State lawmakers approved resolutions apologizing for slavery, making Alabama the latest U.S. state to issue such an apology.
Legislatures in Virginia, Maryland and North Carolina have approved similar slavery apologies this year.
The House used an unrecorded voice vote to approve an apology resolution sponsored by Democratic Rep. Mary Moore of Birmingham, Alabama. About an hour later, the Senate voted 22-7 for an apology resolution sponsored by Democratic Sen. Hank Sanders of Selma, Alabama.
Neither resolution will become official unless approved by the other chamber and signed by the governor.
"An apology goes a long way. Some of us can't begin to heal until we have an apology. Some of us can't move into reconciliation until we have an apology," Sanders said.
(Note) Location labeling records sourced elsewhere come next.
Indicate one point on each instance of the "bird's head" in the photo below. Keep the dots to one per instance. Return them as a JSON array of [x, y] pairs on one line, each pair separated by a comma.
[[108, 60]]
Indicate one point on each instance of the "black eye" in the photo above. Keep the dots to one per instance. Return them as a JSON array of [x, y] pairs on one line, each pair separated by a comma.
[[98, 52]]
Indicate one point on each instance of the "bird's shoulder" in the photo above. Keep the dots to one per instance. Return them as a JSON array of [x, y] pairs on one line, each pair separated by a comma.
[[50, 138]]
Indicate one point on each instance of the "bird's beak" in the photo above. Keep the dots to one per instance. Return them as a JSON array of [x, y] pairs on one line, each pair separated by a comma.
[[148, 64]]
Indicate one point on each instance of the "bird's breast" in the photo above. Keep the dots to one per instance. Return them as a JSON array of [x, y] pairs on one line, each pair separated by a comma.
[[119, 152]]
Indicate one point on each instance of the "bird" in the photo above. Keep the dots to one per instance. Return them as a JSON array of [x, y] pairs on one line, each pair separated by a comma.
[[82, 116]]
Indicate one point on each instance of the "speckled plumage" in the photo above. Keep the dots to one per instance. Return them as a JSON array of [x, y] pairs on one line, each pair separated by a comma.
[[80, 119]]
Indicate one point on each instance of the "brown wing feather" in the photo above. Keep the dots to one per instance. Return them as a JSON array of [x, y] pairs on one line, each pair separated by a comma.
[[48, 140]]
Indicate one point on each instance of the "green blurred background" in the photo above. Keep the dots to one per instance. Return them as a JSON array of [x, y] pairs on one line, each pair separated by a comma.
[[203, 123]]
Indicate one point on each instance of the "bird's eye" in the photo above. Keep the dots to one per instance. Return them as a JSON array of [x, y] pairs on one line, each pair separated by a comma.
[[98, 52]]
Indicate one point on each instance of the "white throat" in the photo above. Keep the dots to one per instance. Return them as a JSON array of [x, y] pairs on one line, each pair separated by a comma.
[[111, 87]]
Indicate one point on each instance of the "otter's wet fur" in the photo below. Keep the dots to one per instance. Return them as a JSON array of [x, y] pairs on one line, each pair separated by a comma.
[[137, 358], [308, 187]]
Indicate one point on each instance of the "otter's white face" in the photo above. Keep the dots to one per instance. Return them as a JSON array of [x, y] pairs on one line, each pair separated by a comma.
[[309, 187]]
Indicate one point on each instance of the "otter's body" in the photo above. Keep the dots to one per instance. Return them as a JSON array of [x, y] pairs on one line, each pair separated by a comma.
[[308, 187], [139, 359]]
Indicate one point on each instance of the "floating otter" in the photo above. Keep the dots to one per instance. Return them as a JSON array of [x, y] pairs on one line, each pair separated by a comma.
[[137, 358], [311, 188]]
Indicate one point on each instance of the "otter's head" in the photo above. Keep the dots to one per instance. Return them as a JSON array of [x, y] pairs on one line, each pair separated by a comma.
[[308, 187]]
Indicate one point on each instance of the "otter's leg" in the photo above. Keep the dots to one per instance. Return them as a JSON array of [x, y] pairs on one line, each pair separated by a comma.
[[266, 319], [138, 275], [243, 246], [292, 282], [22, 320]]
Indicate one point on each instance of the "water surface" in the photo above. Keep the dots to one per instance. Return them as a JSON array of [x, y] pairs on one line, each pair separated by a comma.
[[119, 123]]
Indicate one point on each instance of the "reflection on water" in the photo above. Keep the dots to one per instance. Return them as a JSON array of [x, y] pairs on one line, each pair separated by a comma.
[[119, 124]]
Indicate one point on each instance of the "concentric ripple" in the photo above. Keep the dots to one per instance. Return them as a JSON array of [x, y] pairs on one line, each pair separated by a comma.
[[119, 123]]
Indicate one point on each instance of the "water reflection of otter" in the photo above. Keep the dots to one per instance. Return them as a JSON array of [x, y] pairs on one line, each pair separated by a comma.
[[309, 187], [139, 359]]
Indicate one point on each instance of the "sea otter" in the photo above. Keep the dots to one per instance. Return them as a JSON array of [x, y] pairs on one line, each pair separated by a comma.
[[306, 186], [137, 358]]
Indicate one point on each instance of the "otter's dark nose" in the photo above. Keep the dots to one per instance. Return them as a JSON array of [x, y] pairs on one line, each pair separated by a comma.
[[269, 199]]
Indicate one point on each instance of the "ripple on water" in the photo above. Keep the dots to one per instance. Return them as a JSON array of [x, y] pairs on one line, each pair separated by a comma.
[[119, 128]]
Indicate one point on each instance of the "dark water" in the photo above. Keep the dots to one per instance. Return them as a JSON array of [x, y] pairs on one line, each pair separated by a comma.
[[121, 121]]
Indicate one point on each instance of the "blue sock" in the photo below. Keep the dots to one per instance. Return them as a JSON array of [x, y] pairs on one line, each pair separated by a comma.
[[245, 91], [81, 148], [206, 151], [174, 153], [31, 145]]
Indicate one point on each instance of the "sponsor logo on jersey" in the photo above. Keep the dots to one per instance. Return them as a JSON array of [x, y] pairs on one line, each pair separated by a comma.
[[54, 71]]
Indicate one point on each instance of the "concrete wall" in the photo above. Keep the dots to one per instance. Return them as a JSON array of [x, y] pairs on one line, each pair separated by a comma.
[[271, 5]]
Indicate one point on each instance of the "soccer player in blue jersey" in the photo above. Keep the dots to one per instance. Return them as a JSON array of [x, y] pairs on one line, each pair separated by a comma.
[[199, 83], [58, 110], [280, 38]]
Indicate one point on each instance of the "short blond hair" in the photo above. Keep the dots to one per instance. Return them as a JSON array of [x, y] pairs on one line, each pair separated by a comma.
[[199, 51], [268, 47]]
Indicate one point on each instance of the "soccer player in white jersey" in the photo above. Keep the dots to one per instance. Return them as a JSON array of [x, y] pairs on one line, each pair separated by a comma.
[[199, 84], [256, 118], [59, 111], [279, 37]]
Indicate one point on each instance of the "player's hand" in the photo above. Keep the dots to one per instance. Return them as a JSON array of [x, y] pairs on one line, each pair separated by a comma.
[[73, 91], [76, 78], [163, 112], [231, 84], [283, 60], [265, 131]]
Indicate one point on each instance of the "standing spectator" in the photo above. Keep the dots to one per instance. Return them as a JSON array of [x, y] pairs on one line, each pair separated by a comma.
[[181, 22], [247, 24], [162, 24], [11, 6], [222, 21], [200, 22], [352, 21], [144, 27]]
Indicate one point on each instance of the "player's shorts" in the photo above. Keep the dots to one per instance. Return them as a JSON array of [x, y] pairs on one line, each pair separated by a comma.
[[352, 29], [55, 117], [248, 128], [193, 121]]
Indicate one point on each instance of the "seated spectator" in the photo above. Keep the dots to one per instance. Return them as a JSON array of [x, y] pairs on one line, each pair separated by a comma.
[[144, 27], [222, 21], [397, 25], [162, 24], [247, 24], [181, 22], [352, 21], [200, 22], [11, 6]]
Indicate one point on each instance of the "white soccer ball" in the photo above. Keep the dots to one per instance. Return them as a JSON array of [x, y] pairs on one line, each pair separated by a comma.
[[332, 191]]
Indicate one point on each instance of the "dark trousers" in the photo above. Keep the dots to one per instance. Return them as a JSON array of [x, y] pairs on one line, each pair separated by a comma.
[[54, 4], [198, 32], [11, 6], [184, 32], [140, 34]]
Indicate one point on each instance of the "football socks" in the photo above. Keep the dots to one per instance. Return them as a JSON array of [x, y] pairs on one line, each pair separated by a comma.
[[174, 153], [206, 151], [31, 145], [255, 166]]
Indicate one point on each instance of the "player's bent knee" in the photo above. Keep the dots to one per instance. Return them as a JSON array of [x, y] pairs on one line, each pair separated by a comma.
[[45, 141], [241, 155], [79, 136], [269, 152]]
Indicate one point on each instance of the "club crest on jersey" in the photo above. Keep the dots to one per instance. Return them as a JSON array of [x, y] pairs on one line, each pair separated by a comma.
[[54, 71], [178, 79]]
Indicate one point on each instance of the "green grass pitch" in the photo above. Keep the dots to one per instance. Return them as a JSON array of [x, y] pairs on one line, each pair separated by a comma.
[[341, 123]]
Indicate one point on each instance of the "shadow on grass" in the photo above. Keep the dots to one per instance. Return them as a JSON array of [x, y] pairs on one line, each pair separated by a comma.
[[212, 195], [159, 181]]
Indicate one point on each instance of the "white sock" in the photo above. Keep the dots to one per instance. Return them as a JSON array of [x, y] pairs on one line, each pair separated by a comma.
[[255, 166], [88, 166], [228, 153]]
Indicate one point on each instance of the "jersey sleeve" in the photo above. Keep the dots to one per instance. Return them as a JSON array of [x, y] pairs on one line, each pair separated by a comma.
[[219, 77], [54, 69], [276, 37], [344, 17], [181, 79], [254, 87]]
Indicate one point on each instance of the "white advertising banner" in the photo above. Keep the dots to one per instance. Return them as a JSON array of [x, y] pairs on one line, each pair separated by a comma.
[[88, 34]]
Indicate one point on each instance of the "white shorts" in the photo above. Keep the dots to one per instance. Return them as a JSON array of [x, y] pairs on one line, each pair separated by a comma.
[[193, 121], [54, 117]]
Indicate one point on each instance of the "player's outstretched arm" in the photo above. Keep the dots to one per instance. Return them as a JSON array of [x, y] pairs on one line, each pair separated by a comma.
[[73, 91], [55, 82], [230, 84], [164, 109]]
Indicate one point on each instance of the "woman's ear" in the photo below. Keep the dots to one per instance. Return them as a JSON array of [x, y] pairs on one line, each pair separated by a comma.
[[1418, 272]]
Moore's resolution expresses state government's "deepest sympathies and solemn regrets to those who were enslaved and the descendants of slaves, who were deprived of life, human dignity, and the constitutional protections accorded all citizens of the United States."
"It's been a long time coming," Moore said.
Sanders' resolution says "an apology for centuries of brutal dehumanization and injustices cannot erase the past, but confession of the wrongs can speed racial healing and reconciliation."
The House and Senate acted after turning back efforts to turn the apology into an expression of regret for slavery.
"What I have a problem with is apologizing for something I didn't do," said Republican Rep. Jay Love of Montgomery, Alabama. Love tried unsuccessfully to rewrite Moore's resolution.
Moore said the legacy of slavery continued through segregation laws that existed during many legislators' lifetimes, and the legacy lingers today with white flight from public schools and job discrimination.
Opposition came from white Republicans who expressed concern the resolutions would be used to seek reparations.
Moore and Sanders agreed to add language that said the resolutions were not intended to be used as the basis for lawsuits.